张辉坐在西首桌子旁,头顶上的电灯因为电力不足,显得有些昏暗,又加上他戴了帽子,一灯荧然中,苏老先生隐隐地只是看不清眼前姑爷的表情。
苏老先生开口训斥着,"刚去哪儿啦你!吃饭也不见人!"
张辉答应着,"随便逛逛!"
"哼!我知道,你巴不得离我苏家的门!怎么,做苏家的女婿,还觉得委屈了你?你爹不过一个臭算命的,算来算去,没算出自己横死街头!你娘也是个没用的,我女儿嫁你?得饿死!叫你上苏家来,便宜了你!"
张辉闷头只顾吃饭,一灯荧然,看不清他脸上表情。
苏老先生骂着骂着,过足了嘴瘾,起身踱步,闲闲要往浴室里洗漱去,半路上忽然又想起自己的一串房门钥匙放在桌上,又折回去拿。
拿了钥匙,苏老先生便往浴室走,忽然他又停住脚了,转头望着女婿的背影看了好一会儿,愣愣的神情,而后急急地快步冲上去,一摘女婿的瓜皮帽子,一看,全然呆了。
苏老先生惊天一声吼,一巴掌恶狠狠糊上女婿的后脑勺,"你辫子呐?!啊?我问你!"
"剪了!"
"剪了!?"
苏老先生深受刺激,浑身颤栗着,看看桌上,立马抓了一双竹筷子,指着女婿的那张脸,筷子尖直往他脑门上恶狠狠戳点着,汤汤水水溅上去,"剪了!啊?剪了!"
张辉的脑袋被苏老先生当木鱼敲,马上就要眼冒金星变死鱼,心里也忍不住,一拍桌上站起来,冲着苏老先生吼,"外面人家都剪了!谁不剪?清朝都灭了!留着给谁看呐!"
"你……!"苏老先生气急攻心,捂着心口,叫道:"滚!你给我滚!以后也再不要上我苏家的门!"
他女婿把碗一摔,"我不稀罕来!"
说罢,气冲冲推门出去了。
苏老太太忙着照顾苏老先生,嘴里埋怨不迭,"这姑爷也真是!一点良心都没有的,我们苏家对他是好的呀,哼,谁承想养了个白眼狼!那辫子也是可以剪得的么?不能呀!一点良心都没有的呀!"

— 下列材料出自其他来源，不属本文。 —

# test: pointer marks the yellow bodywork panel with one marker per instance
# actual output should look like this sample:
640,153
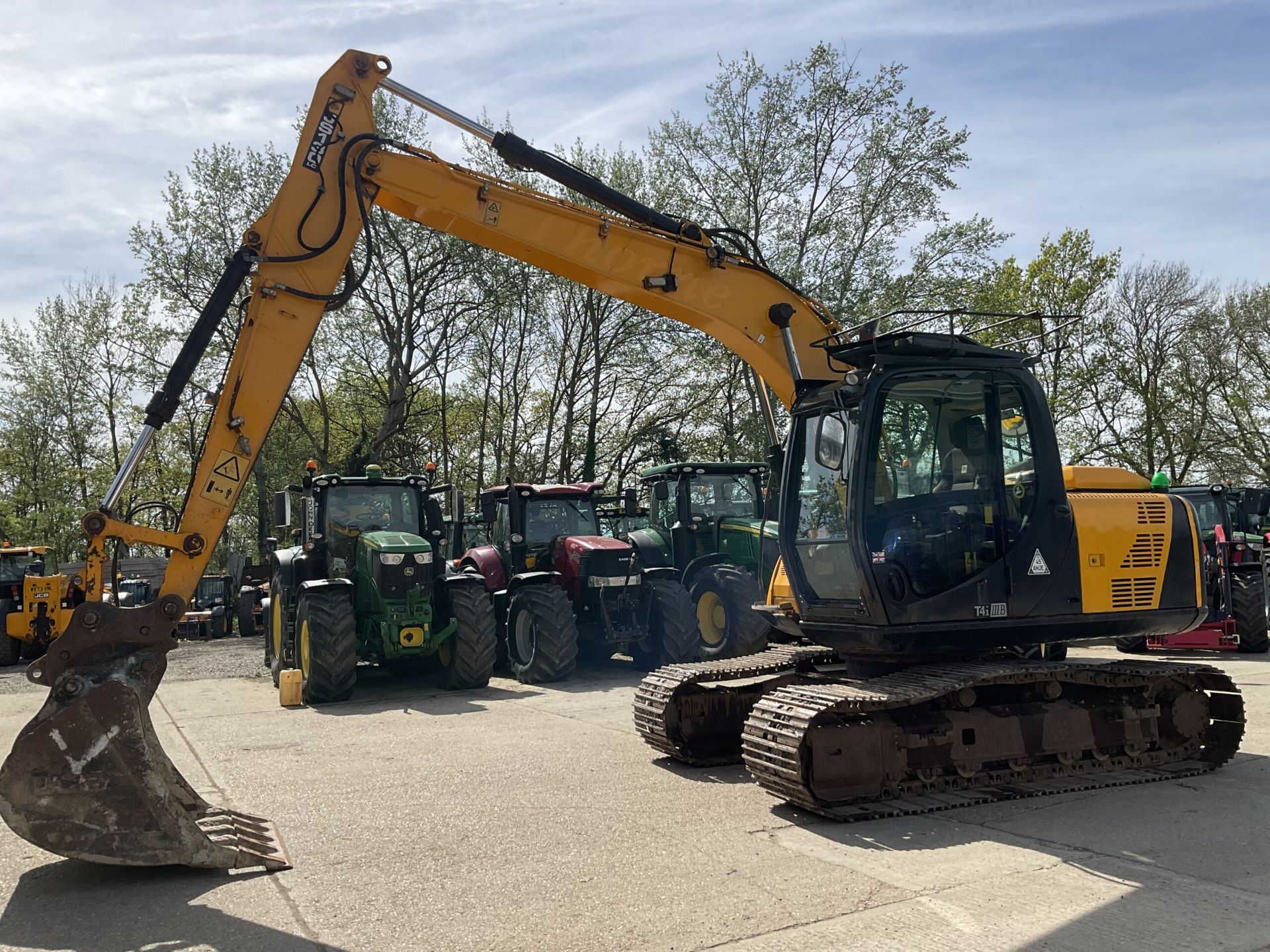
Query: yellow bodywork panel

说着说着,看着女儿苏巧艳站在一旁,又对着她道:"都是你找的这个混账东西!你从小就气我!真的,你从小就气我,你从小就不听我的话!"
"你小时候,我叫你做针线,你偏偏要请先生教习!闹那好几天,我头都痛!大一些,又闹着不要缠脚,好吧,我随你了!可是后来,你自己知道!不缠脚的女人,谁愿意要你?大脚难看啊!"